«Ciò che mi affascina maggiormente è la ricerca di forme strutturali ambigue, a cavallo tra il regno animale e quello vegetale che alludono alla polpa del corpo e alla sembianza da esse stesse sottesa», racconta Raffaello Galiotto avvicinandoci a quella sua ricerca che lui, in prima persona, muove attratto dalle peculiarità della materia naturale e artificiale, ricercandone le potenzialità espressive attraverso l’impiego sperimentale della tecnologia. «A metà tra il fossile di un lontano futuro e l’inquietante potenza del monolite, i diversi tipi di simmetria esplorati in questi lavori mostrano presenze viventi che sfidano la tenace fissità del marmo» afferma il curatore e filosofo dell’arte Alfonso Cariolato per introdurci ad Artefacta Lapis, la mostra personale di Galiotto che nasce da quella ricerca e anima gli spazi del’Ex chiesa di San Pietro in Monastero nel centro storico di Verona nei giorni del fermento mosso da ArtVerona – il presidente di VeronaFiere, Federico Bricolo, sostiene in merito: «Artefacta Lapis sintetizza mirabilmente il ruolo di Veronafiere quale catalizzatore di innovazione e cultura sul territorio. Per questo siamo orgogliosi di presentare questo progetto che esemplifica la sinergia tra memoria storica e futuro, e ringraziamo Raffaello Galiotto per averci donato queste suggestioni, capaci di ispirare tutti noi verso nuovi orizzonti».
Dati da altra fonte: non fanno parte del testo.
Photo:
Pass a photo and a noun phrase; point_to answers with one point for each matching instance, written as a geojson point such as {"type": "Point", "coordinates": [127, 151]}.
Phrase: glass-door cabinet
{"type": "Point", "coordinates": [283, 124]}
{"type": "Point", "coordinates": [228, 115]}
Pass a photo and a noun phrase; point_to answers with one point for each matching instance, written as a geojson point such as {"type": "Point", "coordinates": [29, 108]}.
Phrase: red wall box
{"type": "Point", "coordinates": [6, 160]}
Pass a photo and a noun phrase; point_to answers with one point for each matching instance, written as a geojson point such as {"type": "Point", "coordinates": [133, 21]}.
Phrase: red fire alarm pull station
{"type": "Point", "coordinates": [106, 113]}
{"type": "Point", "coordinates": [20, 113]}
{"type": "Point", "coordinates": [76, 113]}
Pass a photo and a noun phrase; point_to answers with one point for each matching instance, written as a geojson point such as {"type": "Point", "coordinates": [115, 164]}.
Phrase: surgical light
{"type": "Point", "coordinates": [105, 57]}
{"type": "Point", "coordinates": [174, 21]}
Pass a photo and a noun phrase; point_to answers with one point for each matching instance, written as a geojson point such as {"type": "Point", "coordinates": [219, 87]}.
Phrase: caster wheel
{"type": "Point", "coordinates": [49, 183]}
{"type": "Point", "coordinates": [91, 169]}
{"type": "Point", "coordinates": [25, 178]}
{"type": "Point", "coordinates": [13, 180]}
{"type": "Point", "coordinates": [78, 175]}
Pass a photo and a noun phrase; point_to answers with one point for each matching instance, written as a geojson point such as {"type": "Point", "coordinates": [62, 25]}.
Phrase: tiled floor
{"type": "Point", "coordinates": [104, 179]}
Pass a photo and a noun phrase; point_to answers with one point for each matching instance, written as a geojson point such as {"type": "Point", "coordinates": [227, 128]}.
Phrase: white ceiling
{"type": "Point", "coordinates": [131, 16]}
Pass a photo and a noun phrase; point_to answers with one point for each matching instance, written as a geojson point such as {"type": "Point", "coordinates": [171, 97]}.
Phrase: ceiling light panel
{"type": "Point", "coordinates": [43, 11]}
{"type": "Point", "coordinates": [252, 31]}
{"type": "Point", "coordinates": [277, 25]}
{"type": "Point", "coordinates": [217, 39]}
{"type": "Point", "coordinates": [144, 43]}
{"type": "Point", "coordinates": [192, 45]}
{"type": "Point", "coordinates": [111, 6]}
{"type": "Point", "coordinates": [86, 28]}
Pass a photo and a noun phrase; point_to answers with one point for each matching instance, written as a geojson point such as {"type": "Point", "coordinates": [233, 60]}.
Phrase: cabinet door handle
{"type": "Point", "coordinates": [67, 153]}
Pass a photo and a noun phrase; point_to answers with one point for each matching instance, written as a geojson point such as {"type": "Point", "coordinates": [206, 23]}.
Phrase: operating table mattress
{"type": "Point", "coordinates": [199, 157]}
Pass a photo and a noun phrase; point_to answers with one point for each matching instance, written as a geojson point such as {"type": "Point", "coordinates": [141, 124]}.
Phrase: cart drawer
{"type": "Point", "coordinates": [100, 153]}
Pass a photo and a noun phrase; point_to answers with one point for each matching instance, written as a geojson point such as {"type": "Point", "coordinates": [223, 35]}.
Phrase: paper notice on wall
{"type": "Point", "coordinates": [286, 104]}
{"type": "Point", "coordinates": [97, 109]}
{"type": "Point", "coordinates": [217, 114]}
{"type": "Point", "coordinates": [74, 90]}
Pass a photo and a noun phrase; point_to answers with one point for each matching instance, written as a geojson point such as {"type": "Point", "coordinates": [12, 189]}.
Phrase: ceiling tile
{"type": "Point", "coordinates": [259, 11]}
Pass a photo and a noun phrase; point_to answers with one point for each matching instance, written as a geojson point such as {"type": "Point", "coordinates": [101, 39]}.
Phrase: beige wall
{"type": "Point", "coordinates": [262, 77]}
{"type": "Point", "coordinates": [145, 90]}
Quella che Galiotto mette a punto per dare forma alle proprie idee è una pratica complessa, una pratica che forgia gli strumenti che concretamente sono chiamati a modellare la pietra, forzandola, incidendola, levigandola per lasciar affiorare in superficie le forme organiche disegnate al computer dall’artista. Arte e tecnologia come espressione dello spirito del tempo ma con un limite, quello che il curatore definisce «la rivincita della materia» così descritta nel testo in catalogo: «Le forme sono opera dell’uomo, ma in esse il materiale si prende la rivincita. Si lascia plasmare e nell’attimo più alto quando ormai si sarebbe indotti a credere che l’idea abbia campo libero, quasi affrancata dalla materia, dunque nel momento platonico della pura forma, a emergere è l’elemento materico con i suoi colori, le gradazioni, i toni allo stato brado. Si comprende così che non c’è forma separata dalla materia, o meglio: la forma è sempre forma-dei-materiali, con le loro peculiarità e idiosincrasie».
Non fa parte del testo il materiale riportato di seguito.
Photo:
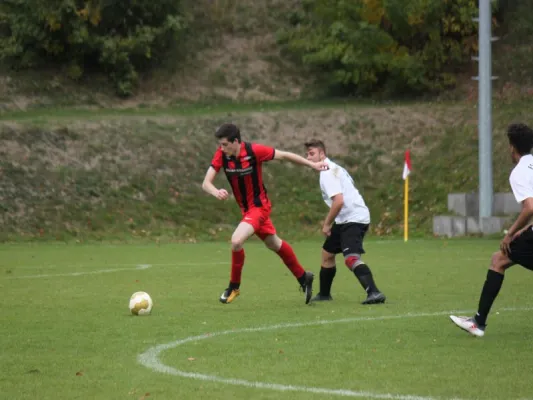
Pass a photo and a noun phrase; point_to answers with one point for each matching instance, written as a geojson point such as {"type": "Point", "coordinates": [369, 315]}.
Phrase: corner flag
{"type": "Point", "coordinates": [405, 176]}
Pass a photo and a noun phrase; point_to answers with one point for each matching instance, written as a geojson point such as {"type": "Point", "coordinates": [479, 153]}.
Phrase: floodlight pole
{"type": "Point", "coordinates": [485, 109]}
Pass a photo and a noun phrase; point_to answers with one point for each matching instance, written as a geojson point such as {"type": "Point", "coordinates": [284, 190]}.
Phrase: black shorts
{"type": "Point", "coordinates": [346, 238]}
{"type": "Point", "coordinates": [522, 249]}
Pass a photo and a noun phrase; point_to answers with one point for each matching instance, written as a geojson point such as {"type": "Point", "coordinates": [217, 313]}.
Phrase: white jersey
{"type": "Point", "coordinates": [337, 180]}
{"type": "Point", "coordinates": [521, 178]}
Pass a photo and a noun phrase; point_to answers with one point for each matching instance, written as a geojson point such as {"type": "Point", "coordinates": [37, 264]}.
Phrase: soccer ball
{"type": "Point", "coordinates": [141, 303]}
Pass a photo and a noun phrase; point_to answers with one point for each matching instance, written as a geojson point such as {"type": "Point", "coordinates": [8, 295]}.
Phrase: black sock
{"type": "Point", "coordinates": [364, 275]}
{"type": "Point", "coordinates": [301, 280]}
{"type": "Point", "coordinates": [326, 279]}
{"type": "Point", "coordinates": [490, 291]}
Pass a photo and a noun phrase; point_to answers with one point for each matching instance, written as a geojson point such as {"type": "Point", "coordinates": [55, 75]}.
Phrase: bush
{"type": "Point", "coordinates": [119, 37]}
{"type": "Point", "coordinates": [392, 46]}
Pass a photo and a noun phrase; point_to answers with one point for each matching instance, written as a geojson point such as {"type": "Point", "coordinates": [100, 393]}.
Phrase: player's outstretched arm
{"type": "Point", "coordinates": [296, 159]}
{"type": "Point", "coordinates": [210, 188]}
{"type": "Point", "coordinates": [517, 228]}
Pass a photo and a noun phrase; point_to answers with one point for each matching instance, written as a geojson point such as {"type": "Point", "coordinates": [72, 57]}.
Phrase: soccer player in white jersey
{"type": "Point", "coordinates": [345, 226]}
{"type": "Point", "coordinates": [517, 245]}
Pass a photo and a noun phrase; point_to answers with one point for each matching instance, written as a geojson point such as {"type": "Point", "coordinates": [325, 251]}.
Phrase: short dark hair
{"type": "Point", "coordinates": [228, 131]}
{"type": "Point", "coordinates": [521, 138]}
{"type": "Point", "coordinates": [316, 143]}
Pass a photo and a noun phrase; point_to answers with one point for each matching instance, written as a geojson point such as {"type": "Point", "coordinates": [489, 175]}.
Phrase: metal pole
{"type": "Point", "coordinates": [484, 110]}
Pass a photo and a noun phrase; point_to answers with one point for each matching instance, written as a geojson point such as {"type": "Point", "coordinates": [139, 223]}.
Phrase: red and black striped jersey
{"type": "Point", "coordinates": [245, 174]}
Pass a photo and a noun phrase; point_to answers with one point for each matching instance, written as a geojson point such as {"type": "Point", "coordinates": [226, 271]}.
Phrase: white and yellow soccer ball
{"type": "Point", "coordinates": [141, 303]}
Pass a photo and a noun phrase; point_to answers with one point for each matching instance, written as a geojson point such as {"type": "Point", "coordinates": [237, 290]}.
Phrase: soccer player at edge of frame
{"type": "Point", "coordinates": [517, 245]}
{"type": "Point", "coordinates": [242, 163]}
{"type": "Point", "coordinates": [345, 226]}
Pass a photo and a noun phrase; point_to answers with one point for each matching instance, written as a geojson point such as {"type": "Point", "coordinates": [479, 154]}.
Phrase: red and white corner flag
{"type": "Point", "coordinates": [407, 165]}
{"type": "Point", "coordinates": [405, 175]}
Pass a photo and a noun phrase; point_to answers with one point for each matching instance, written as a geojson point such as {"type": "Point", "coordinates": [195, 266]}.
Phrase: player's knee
{"type": "Point", "coordinates": [236, 243]}
{"type": "Point", "coordinates": [328, 259]}
{"type": "Point", "coordinates": [352, 261]}
{"type": "Point", "coordinates": [499, 262]}
{"type": "Point", "coordinates": [273, 243]}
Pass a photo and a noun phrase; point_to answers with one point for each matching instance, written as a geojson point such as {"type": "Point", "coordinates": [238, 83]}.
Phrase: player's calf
{"type": "Point", "coordinates": [364, 275]}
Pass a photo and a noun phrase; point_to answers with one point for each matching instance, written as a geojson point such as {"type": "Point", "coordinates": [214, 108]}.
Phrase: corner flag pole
{"type": "Point", "coordinates": [405, 175]}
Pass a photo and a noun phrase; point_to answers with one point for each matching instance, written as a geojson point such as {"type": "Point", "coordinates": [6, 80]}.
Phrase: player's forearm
{"type": "Point", "coordinates": [523, 219]}
{"type": "Point", "coordinates": [335, 209]}
{"type": "Point", "coordinates": [294, 158]}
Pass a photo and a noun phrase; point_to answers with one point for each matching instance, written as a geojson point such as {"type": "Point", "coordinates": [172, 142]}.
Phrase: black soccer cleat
{"type": "Point", "coordinates": [229, 295]}
{"type": "Point", "coordinates": [375, 298]}
{"type": "Point", "coordinates": [307, 286]}
{"type": "Point", "coordinates": [321, 297]}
Nelle sculture in mostra – 21 in tutto di cui 5 inedite allestite lungo l’asse centrale della navata e nei quattro altari laterali illuminate per esaltare le increspature e le pieghe della pietra, le percettibili variazioni cromatiche delle superfici e degli spessori della materia – i colori dei marmi interagiscono di volta in volta con la figura in una modalità tale da scompaginare i limiti tra l’ideato e il naturale. L’esito di questo intreccio, tra la prestazione tecnica spinta alle estreme possibilità e il risultante dalla persistenza inaggirabile del materiale, è una singolare serie di esseri biomorfi che sembrano provenire da altri mondi. Anche gli spessori — talmente sottili da influenzare la percezione della luce e del colore — concorrono ad alimentare la creazione di un mondo altro. Nel catalogo che accompagna la mostra, Cariolato scrive in proposito che «I colori dei marmi vengono esibiti nelle loro vene più nascoste tanto da confondere i confini tra artificio e natura».